The UKs top universities are beleived to be offering to pay students up to £2,000 each to take a gap year after accepting more applicants than there are places available.
Russell Group universities have offered students big sums of money, preferential treatment towards 'first-choice' accommodation and help with paying the costs, and even paid work experience, in return for delaying their studies by a year.
According to reports the decision to defer applications by a year follows a rise in tuition fees to £9,250 in 2017, and the end of a cap on numbers, as the higher education institutions scramble to fill their open positions with Britain's very best and brightest.

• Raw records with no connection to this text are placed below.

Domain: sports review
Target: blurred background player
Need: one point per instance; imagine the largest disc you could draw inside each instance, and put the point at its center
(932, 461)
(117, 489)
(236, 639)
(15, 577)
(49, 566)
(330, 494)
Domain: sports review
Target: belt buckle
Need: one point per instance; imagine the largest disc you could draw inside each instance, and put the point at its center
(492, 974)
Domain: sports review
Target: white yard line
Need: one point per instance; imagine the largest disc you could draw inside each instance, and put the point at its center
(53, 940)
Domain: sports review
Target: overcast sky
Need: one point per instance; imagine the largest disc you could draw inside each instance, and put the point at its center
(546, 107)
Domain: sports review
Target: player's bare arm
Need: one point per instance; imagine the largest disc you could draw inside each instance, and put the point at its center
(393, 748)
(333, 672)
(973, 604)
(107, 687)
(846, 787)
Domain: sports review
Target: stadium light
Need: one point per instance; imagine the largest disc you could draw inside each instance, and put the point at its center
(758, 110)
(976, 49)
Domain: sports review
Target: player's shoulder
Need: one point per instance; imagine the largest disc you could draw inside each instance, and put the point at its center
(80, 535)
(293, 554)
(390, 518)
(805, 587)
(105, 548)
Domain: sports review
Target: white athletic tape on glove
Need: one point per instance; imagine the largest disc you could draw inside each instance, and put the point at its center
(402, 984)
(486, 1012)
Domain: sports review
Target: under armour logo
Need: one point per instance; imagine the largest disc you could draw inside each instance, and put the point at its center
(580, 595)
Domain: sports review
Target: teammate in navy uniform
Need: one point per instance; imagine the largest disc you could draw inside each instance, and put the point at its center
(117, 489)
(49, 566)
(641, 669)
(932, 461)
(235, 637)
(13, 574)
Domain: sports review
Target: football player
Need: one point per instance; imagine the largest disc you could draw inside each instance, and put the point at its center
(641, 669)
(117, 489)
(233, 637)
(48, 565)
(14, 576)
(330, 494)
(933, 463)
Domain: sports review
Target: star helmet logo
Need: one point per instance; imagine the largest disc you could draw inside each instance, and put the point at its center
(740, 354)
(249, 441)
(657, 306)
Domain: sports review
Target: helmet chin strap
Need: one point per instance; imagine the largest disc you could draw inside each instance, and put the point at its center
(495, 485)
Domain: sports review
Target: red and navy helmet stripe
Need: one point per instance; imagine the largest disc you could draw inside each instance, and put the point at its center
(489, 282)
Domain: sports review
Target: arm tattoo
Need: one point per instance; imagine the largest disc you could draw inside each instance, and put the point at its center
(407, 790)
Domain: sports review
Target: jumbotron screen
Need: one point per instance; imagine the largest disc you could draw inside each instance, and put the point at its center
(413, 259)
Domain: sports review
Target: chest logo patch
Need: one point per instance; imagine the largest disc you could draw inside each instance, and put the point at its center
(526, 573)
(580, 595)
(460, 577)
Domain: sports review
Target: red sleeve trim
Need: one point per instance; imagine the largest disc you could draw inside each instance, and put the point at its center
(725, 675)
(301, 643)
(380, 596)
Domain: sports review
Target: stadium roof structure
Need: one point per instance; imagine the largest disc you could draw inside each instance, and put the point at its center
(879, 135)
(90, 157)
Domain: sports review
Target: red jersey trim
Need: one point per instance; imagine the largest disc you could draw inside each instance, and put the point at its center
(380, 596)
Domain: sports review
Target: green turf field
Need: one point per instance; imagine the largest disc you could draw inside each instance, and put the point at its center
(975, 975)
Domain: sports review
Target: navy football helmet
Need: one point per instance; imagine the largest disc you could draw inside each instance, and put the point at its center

Now that students can apply to up to five universities at once, admissions departments have been making more offers than they can accept. This has led to universities such as Nottingham, Exeter, and Manchester offering lucrative sums to put off applicants for a year.
The Times reported that the Freedom of Information requests show that Nottingham offered 260 medical course applicants £2,000 to defer their studies for a year, while 59 graduate entry nursing applicants were offered £1,000 each.
Of those medical applicants offered the large sums to take a gap year, five accepted. None of those planning to study nursing agreed.
Imperial College London asked medical applicants to delay their entry from 2014 to 2015, in exchange for a 'paid-for eight-month project in the UK or overseas'.
Up in the North West, the University of Manchester offered £1,000 to 190 management course applicants in 2018 to delay studies by one year. And in the North East, the University of Sunderland gave 10 paramedic applicants £4,000 each to defer entry from last April to last September.